The one-hour webinar will begin at 11:00 am PT / 2:00 pm ET on Tuesday April 28. No registration is required.

The speakers will include:

  • Andrew Toole, Chief Economist, USPTO, and a Research Associate at the Centre for European Economic Research (ZEW), Mannheim, Germany. Dr. Toole studies the economics of innovation, intellectual property, and related science and technology policies.
  • Sandra Nowak, Assistant Chief IP Counsel for 3M Company and co-chair of the Intellectual Property Owners Association’s (IPO’s) Women Inventors Subcommittee. Ms. Nowak testified before the United States Senate Judiciary Committee about “Trailblazers and Lost Einsteins: Women Inventors and the Future of American Innovation.”
  • Molly Kocialski, Director of the Rocky Mountain Regional, USPTO, who leads the Rocky Mountain regional office. Ms. Kocialski helps ensures the USPTO’s initiatives and programs are tailored to the region’s industries and stakeholders.
  • Karen Maples, Founder & Chief Catalyst, FutureForward, a global initiative to inspire women scientists to commercialize their research.

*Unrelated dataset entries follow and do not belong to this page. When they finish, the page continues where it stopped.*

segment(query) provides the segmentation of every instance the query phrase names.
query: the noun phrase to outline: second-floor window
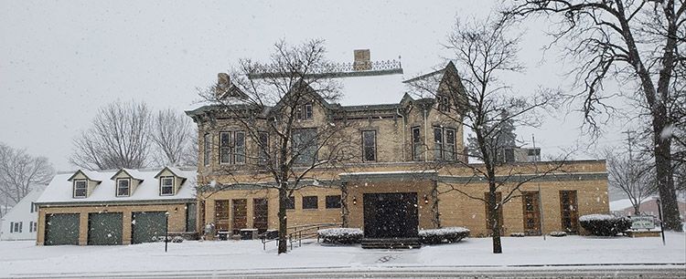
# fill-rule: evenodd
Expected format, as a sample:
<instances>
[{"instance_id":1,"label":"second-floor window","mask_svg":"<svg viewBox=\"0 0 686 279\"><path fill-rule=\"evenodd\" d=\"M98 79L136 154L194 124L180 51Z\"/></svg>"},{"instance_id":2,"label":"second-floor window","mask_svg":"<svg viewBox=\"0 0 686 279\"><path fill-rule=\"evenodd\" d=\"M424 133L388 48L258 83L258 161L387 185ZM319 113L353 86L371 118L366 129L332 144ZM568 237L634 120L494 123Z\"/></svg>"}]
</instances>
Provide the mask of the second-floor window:
<instances>
[{"instance_id":1,"label":"second-floor window","mask_svg":"<svg viewBox=\"0 0 686 279\"><path fill-rule=\"evenodd\" d=\"M163 176L159 179L160 196L171 196L174 194L174 177Z\"/></svg>"},{"instance_id":2,"label":"second-floor window","mask_svg":"<svg viewBox=\"0 0 686 279\"><path fill-rule=\"evenodd\" d=\"M220 132L220 163L245 163L244 131L237 130Z\"/></svg>"},{"instance_id":3,"label":"second-floor window","mask_svg":"<svg viewBox=\"0 0 686 279\"><path fill-rule=\"evenodd\" d=\"M455 160L455 129L434 128L434 158L435 160Z\"/></svg>"},{"instance_id":4,"label":"second-floor window","mask_svg":"<svg viewBox=\"0 0 686 279\"><path fill-rule=\"evenodd\" d=\"M316 129L298 129L293 130L293 156L296 164L312 164L316 160Z\"/></svg>"},{"instance_id":5,"label":"second-floor window","mask_svg":"<svg viewBox=\"0 0 686 279\"><path fill-rule=\"evenodd\" d=\"M131 194L131 180L117 179L117 197L128 197Z\"/></svg>"},{"instance_id":6,"label":"second-floor window","mask_svg":"<svg viewBox=\"0 0 686 279\"><path fill-rule=\"evenodd\" d=\"M269 160L269 134L267 132L259 132L259 144L258 144L258 163L264 165Z\"/></svg>"},{"instance_id":7,"label":"second-floor window","mask_svg":"<svg viewBox=\"0 0 686 279\"><path fill-rule=\"evenodd\" d=\"M301 120L312 119L312 104L298 106L295 117Z\"/></svg>"},{"instance_id":8,"label":"second-floor window","mask_svg":"<svg viewBox=\"0 0 686 279\"><path fill-rule=\"evenodd\" d=\"M74 198L85 198L88 191L86 180L74 181Z\"/></svg>"},{"instance_id":9,"label":"second-floor window","mask_svg":"<svg viewBox=\"0 0 686 279\"><path fill-rule=\"evenodd\" d=\"M212 158L212 136L210 134L205 134L203 138L203 162L205 166L209 166L209 159Z\"/></svg>"},{"instance_id":10,"label":"second-floor window","mask_svg":"<svg viewBox=\"0 0 686 279\"><path fill-rule=\"evenodd\" d=\"M413 127L412 129L413 137L413 160L422 160L422 137L419 127Z\"/></svg>"},{"instance_id":11,"label":"second-floor window","mask_svg":"<svg viewBox=\"0 0 686 279\"><path fill-rule=\"evenodd\" d=\"M376 131L362 131L362 153L365 161L376 160Z\"/></svg>"}]
</instances>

Ms. Maples participated in the creation of the AUTM University and Tech Transfer Toolkit for increasing outreach to women scientists and faculty for technology commercialization.

The IPO’s Gender Diversity in Innovation Toolkit is a booklet that outlines four steps organizations can take to help ensure that they are fostering, identifying, and patenting innovations by women. The first step is to increase awareness of the issue and support for addressing it. The second step is to assess the root cause for gender-based disparities in patenting within the organization. Such causes may, for example, arise from issues with inventors, managers, or IP professionals, and may involve cultural or process-related aspects in patenting of innovations. The third step is to develop short- and long-term programs that address the root causes. The fourth step is to launch and monitor the programs.

The Toolkit includes materials for use at each step, including templates for pitching and presenting the issues, summary statistics, and sample surveys. There is also a law firm complement to the Toolkit, for use by firm lawyers who want to help their clients become familiar with the Toolkit and use it effectively.